There are two notions that block this goal.
- Our rule of thumb is to follow existing style in a file. From the style
"The following norms should be followed for new code, and for Tower of Babel
code that needs cleanup. For existing code, use the prevailing style in a
file or module, or ask the owner if you are on someone else's turf and it's
not clear what style to use."
This implies that large-scale changes to convert existing code to standard
style are discouraged. (I'd be interested to hear if people think this
implication is incorrect, though in my experience it is not.)
I propose that we officially remove this implicit discouragement, and even
encourage changes that convert non-Mozilla-style code to Mozilla-style (with
some exceptions; see below). When modifying badly-styled code, following
existing style is still probably best.
However, large-scale style fixes have the following downsides.

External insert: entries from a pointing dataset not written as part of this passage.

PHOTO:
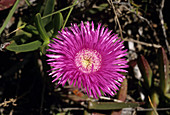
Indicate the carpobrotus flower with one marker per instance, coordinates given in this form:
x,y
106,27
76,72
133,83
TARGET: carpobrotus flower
x,y
89,59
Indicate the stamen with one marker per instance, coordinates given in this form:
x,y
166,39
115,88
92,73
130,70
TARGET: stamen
x,y
88,60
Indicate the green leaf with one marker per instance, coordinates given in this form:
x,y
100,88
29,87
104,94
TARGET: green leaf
x,y
42,32
163,70
145,70
24,47
49,7
9,16
58,23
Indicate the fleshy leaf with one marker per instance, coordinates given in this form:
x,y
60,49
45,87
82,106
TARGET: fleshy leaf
x,y
163,70
49,7
145,70
24,47
43,34
58,23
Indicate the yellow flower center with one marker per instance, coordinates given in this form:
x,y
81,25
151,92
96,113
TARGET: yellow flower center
x,y
88,60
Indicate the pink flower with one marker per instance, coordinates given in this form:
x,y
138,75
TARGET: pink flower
x,y
88,58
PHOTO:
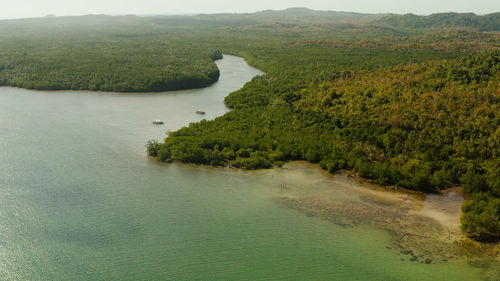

- They complicate |hg blame|, but plenty of existing refactorings (e.g.
removing old types) have done likewise, and these are bearable if they
aren't too common. Therefore, style conversions should do entire files in
a single patch, where possible, and such patches should not make any
non-style changes. (However, to ease reviewing, it might be worth
putting fixes to separate style problems in separate patches. E.g. all
indentation fixes could be in one patch, separate from other changes.
These would be combined before landing. See bug 956199 for an example.)
- They can bitrot patches. This is hard to avoid.
However, I imagine changes would happen in a piecemeal fashion, e.g. one
module or directory at a time, or even one file at a time. (Again, see bug
956199 for an example.) A gigantic change-all-the-code patch seems
- There is an semi-official policy that the owner of a module can dictate its
style. Examples: SpiderMonkey, Storage, MFBT.
There appears to be no good reason for this and I propose we remove it.
Possibly with the exception of SpiderMonkey (and XPConnect?), due to it being
an old and large module with its own well-established style.
Also, we probably shouldn't change the style of imported third-party code;
even if we aren't tracking upstream, we might still want to trade patches.
(Indeed, it might even be worth having some kind of marking at the top of
files to indicate this, a bit like a modeline?)
Finally, this is a proposal only to reduce the number of styles in our
codebase. There are other ideas floating around, such as using automated tools
to enforce consistency, but I consider them orthogonal to or
follow-ups/refinements of this proposal -- nothing can happen unless we agree
on a direction (fewer styles!) and a way to move in that direction (non-trivial
style changes are ok!)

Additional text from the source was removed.